For more information, see supported SDKs and programming languages.

Does Azure AI model inference service work with the latest Python library released by OpenAI (version>=1.0)?

The latest release of the OpenAI Python library (version>=1.0) supports Azure AI services.

I'm making a request for a model that Azure AI model inference service supports, but I'm getting a 404 error. What should I do?

Ensure you created a deployment for the given model and that the deployment name matches exactly the value you're passing in model parameter. Although routing isn't case sensitive, ensure there's no special punctuation or spaces typos.

I'm using the azure-ai-inference package for Python and I get a 401 error when I try to authenticate using keys. What should I do?

Azure AI Services resource requires the version azure-ai-inference>=1.0.0b5 for Python. Ensure you're using that version.

I'm using OpenAI SDK and indicated the Azure OpenAI inference endpoint as base URL (https://<resource-name>.openai.azure.com). However, I get a 404 error. What should I do?

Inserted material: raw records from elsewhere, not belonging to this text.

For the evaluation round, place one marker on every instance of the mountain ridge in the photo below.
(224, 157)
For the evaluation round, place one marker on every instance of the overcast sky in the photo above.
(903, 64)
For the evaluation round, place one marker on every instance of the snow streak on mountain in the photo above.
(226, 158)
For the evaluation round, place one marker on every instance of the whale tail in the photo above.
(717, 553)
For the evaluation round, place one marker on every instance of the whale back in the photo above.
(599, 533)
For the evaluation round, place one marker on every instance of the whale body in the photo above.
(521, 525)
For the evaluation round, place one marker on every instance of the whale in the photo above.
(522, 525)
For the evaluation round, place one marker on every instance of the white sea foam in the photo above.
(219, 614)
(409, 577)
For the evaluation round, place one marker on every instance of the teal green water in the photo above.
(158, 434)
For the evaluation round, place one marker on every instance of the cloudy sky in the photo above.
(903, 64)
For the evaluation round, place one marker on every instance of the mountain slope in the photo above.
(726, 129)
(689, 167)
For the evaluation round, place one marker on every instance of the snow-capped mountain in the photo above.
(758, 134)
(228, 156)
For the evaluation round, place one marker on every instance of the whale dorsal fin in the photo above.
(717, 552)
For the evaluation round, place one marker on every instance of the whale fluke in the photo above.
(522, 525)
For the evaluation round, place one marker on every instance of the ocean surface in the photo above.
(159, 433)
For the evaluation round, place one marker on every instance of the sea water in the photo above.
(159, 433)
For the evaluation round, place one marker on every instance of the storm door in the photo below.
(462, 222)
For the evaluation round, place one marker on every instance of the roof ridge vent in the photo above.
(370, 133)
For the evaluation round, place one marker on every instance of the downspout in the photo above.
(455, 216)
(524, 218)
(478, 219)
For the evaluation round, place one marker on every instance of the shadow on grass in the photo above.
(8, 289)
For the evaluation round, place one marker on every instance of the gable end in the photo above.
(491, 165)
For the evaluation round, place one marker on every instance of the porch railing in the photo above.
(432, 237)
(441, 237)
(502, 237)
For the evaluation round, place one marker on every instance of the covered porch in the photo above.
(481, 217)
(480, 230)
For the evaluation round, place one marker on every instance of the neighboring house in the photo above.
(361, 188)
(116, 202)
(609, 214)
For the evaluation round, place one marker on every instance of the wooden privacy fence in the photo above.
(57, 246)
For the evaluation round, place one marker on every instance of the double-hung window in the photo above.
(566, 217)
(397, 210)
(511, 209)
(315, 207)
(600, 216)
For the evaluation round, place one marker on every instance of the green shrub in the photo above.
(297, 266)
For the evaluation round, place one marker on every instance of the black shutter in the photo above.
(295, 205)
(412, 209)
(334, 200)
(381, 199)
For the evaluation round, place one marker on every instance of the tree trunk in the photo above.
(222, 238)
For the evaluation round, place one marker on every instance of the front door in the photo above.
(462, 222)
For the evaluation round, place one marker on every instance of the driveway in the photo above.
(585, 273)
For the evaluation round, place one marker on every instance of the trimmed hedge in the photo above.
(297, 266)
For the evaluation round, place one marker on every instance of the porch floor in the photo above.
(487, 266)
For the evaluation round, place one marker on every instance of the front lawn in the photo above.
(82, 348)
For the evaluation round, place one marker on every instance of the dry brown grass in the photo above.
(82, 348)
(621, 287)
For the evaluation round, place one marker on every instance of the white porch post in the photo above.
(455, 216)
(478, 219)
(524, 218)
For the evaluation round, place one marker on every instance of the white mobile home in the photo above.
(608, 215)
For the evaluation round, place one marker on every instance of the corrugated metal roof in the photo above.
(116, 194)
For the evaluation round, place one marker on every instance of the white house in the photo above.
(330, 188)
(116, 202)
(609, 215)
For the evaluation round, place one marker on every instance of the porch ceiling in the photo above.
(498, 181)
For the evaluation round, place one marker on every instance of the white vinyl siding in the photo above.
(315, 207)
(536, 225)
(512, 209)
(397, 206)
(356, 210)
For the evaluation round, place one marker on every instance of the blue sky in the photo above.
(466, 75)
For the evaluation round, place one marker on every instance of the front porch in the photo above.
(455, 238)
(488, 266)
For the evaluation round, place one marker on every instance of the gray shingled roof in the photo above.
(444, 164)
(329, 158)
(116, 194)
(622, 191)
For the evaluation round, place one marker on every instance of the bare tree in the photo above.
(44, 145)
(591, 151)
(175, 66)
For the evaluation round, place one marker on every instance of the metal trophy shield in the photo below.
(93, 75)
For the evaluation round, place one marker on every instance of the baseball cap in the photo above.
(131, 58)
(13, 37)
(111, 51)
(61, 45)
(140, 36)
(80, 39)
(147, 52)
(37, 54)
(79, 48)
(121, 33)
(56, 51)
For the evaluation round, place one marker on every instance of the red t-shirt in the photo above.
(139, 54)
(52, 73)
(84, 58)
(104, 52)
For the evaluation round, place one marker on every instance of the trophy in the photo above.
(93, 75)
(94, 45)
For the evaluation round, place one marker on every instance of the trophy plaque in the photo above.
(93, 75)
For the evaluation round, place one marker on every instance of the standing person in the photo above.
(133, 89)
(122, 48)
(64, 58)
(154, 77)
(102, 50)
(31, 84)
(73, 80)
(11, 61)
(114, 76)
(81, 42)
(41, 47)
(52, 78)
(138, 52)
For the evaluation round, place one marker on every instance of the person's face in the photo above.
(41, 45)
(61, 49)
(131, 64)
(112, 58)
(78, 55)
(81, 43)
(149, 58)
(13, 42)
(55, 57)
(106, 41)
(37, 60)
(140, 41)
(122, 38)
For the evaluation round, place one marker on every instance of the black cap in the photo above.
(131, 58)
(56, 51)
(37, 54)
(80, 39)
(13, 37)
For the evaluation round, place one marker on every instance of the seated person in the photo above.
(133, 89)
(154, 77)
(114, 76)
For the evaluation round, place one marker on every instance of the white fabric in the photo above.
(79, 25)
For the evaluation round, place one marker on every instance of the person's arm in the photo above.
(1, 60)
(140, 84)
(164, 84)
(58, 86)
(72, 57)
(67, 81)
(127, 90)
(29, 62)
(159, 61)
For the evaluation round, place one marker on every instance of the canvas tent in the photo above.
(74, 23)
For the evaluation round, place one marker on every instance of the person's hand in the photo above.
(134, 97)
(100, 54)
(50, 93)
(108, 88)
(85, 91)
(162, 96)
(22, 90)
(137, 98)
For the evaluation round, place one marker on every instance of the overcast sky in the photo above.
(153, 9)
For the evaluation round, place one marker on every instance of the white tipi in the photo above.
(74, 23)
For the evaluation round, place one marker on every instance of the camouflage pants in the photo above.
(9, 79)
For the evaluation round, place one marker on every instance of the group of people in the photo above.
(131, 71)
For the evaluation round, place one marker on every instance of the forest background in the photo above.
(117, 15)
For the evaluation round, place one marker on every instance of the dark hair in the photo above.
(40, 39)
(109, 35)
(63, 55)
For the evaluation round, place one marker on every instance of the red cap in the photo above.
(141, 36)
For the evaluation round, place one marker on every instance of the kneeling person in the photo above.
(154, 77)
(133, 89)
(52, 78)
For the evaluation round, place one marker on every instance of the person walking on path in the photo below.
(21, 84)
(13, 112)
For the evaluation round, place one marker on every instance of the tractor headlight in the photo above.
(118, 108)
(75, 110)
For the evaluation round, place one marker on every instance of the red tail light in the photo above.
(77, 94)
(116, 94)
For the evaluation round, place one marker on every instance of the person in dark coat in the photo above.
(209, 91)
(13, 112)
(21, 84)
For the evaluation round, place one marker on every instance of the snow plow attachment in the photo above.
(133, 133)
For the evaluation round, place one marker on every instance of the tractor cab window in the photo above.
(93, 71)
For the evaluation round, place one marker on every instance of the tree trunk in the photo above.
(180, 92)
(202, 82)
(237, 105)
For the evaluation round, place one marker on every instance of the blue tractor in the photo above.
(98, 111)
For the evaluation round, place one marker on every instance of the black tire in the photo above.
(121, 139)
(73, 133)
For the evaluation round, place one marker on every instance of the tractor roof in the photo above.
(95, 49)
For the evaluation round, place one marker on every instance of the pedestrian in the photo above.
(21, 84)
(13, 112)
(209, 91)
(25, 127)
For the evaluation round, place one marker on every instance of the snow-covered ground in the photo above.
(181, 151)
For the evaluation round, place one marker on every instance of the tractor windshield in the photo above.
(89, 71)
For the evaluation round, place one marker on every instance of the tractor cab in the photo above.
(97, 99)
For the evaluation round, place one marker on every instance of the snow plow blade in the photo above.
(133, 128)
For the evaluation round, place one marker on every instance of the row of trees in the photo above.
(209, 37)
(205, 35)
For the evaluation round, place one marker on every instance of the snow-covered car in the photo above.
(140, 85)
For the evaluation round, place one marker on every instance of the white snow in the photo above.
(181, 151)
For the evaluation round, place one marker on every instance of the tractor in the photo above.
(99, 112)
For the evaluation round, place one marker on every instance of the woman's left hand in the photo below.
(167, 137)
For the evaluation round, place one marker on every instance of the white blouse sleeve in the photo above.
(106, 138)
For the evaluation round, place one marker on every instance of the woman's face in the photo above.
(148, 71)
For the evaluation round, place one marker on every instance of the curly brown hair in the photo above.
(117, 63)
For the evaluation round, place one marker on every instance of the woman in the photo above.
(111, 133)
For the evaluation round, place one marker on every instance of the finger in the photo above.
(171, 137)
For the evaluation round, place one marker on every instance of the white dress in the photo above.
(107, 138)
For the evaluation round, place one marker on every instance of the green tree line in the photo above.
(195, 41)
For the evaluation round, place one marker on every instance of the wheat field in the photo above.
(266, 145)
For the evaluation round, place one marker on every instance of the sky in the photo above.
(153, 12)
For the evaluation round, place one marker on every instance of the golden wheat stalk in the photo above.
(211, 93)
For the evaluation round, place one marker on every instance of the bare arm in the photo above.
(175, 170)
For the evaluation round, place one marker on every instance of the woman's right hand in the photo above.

Ensure you're using the correct endpoint for the Azure OpenAI service and the right set of credentials. Also, ensure that you're using the class AzureOpenAI from the OpenAI SDK as the authentication mechanism and URLs used are different.

Does Azure AI model inference service support custom API headers? We append other custom headers to our API requests and are seeing HTTP 431 failure errors.

Our current APIs allow up to 10 custom headers, which are passed through the pipeline, and returned. We notice some customers now exceed this header count resulting in HTTP 431 errors. There's no solution for this error, other than to reduce header volume. We recommend customers not depend on custom headers in future system architectures.

Pricing and Billing

How is Azure AI model inference service billed?

You're billed for inputs and outputs to the APIs, typically in tokens. There are no cost associated with the resource itself or the deployments.

The token price varies per each model and you're billed per 1,000 tokens. You can see the pricing details before deploying a given model.

Where can I see the bill details?

Billing and costs are displayed in Microsoft Cost Management + Billing. You can see the usage details in the Azure portal.

Billing isn't shown in Azure AI Foundry portal.

How can I place a spending limit to my bill?

You can set up a spending limit in the Azure portal under Cost Management. This limit prevents you from spending more than the amount you set. Once the spending limit is reached, the subscription is disabled and you can't use the endpoint until the next billing cycle. For more information, see Tutorial: Create and manage budgets.

Data and Privacy

Do you use my company data to train any of the models?

Azure AI model inference doesn't use customer data to retrain models. Your data is never shared with model providers.